As the musical progresses, Emmett and Elle become closer. She buys him clothes and tells him it is a “payment in kind” because he always “saw beyond all the blonde to [her] mind.” Unlike Warner, Emmett never saw Elle as a dumb blonde; he saw her potential.  

When Paulette becomes interested in the UPS guy, Elle and her sorority sisters teach her how to do the “bend and snap.” This oversexualizing dance suggests that women must display their bodies in order to get attention from men. In fact, the song “Bend and Snap” starts with the line “look at my ass, look at my thighs.” The song suggests that attention from a man must be gained through their bodies. A sorority sister insists that “the more you jump and scream, the sexier you seem” in the eyes of men. In society today, the gender roles between men and women are similar: women are often seen as objects. Men often lust after women’s bodies, and in turn, many girls feel pressured to use their sexuality to attract men.  

Returning to work, however, Elle is part of the legal team for a murder. Elle makes an amazing case, which leads to the winning of the round. Callahan applauds Elle for trusting her gut and announces that she has shown more “legal smarts” than most of his staff members. He tells her she is not only a good lawyer, but a “great one.” Warner, on the other hand, was told to “be useful” by getting a cup of coffee for Callahan. The underdog is taking over. Elle is doing better than the man that thought he was too good for her. The roles have been reversed.  

After everyone is gone, Callahan forces a kiss on Elle, and she slaps him in return. Since she did not allow it, she is fired from the internship. In the song “Legally Blonde,” Elle is ready to call it quits. She is ready to go “back to what [she] was before” and just be “legally blonde.” She feels defeated and hopeless. Saying bye to Paulette, she tells her that she is only seen as “one big blonde joke.” With some words of encouragement, Elle changes back into her glamourous pink attire and is ready to fight. She is going back to the trial and not giving up. This time, however, she is going back in her own style. The phrase “legally blonde” is turned into a positive thing. Elle, being the powerful woman she is, wins the murder case for her client. 

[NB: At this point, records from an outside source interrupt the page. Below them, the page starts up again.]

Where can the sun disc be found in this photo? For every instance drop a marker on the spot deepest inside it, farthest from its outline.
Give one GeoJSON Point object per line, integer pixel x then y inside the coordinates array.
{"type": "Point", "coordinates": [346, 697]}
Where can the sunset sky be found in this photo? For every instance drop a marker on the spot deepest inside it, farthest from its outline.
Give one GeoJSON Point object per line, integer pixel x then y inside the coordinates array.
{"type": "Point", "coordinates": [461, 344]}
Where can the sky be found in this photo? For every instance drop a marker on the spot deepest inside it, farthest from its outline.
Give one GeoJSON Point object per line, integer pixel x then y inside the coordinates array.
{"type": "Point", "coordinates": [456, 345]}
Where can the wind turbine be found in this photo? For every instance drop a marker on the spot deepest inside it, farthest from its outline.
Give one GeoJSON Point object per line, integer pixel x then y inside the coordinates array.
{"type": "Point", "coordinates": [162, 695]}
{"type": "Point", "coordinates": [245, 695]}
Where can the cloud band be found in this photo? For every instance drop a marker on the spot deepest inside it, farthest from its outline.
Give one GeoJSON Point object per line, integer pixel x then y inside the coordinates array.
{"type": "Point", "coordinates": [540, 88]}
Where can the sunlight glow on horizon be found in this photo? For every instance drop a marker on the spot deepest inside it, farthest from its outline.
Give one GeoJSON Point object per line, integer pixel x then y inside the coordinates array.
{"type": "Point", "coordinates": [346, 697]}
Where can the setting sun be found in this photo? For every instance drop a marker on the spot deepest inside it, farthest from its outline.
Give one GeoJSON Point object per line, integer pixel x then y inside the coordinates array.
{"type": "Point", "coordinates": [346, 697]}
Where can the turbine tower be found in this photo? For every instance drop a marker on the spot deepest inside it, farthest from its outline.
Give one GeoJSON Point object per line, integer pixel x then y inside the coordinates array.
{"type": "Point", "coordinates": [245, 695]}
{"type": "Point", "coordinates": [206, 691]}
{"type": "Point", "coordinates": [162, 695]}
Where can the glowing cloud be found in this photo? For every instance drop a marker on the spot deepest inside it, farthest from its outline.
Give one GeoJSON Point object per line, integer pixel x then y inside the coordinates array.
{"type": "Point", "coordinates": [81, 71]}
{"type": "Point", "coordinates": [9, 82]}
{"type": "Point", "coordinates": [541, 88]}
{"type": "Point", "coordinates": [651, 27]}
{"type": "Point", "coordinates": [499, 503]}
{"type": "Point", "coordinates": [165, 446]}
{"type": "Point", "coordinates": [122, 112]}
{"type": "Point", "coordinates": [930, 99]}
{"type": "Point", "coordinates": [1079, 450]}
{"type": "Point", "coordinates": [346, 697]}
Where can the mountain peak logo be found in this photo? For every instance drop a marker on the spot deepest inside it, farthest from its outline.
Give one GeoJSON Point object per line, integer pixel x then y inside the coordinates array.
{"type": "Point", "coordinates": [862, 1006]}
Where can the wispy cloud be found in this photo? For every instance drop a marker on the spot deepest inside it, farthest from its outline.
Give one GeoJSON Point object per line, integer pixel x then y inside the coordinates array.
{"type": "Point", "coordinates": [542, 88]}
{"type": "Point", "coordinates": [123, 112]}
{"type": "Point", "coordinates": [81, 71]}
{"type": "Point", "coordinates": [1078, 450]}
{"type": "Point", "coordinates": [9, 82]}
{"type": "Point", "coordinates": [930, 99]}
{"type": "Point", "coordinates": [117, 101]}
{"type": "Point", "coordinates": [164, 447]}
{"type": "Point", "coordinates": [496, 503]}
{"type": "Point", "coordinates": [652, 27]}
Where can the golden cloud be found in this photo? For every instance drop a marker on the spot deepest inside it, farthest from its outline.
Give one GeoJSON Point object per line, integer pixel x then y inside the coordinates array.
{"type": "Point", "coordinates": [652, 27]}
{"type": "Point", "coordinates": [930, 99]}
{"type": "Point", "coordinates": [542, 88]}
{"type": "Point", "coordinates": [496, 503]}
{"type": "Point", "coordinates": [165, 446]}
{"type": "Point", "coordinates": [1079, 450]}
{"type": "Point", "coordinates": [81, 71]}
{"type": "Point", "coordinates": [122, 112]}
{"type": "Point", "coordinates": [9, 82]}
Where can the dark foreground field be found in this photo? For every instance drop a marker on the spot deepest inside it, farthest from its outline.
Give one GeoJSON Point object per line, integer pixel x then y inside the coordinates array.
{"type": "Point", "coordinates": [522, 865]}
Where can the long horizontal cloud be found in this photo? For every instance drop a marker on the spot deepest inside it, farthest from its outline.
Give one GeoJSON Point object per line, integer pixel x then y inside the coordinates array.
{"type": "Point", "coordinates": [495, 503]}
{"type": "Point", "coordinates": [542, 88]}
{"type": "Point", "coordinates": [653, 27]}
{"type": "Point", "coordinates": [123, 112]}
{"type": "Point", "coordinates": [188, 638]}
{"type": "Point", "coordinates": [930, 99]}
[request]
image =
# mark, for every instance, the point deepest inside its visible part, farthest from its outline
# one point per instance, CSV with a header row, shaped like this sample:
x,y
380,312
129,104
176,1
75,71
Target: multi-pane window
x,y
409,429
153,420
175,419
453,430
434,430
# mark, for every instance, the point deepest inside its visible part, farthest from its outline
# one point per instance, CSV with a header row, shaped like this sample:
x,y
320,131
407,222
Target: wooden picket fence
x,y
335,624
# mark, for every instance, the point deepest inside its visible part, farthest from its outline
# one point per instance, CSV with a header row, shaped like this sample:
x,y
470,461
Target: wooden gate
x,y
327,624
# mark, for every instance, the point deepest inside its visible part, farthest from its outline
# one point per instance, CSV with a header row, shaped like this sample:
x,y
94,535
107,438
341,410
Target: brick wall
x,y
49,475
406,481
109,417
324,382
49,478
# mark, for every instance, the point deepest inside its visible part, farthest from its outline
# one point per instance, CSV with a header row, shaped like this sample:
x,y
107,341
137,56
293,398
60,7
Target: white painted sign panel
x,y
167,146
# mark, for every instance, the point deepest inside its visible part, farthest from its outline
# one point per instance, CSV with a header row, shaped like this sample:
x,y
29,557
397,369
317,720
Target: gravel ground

After the impressive trial, Warner—the man who once broke her heart—proposes to her. While this is everything that she wanted years ago, she has grown. She declines his proposal; she has been able to see how much she can accomplish without him. In the end, Elle came so far: she is the Valedictorian at Harvard and proves so many people wrong. Warner on the other hand decides to quit practicing law and models. Elle, who was told she was not serious enough, now has the big career. In her final speech, Elle thanks those who doubted her, because it taught her how to prevail. Then, Elle proposes to Emmett, which once again switches up the gender roles. In the end, Elle took matters into her own hands. Although proposals are usually done by the man, Elle is a strong woman and does not need to live by societies norms.  

Everyone doubted Elle Woods. At times, even Elle Woods doubted Elle Woods. After some self-reflection, however, she discovers her value. She lives life for herself now—never a man. Her perseverance and strength empower women and provides a beacon of encouragement for all those who are consistently told they can’t.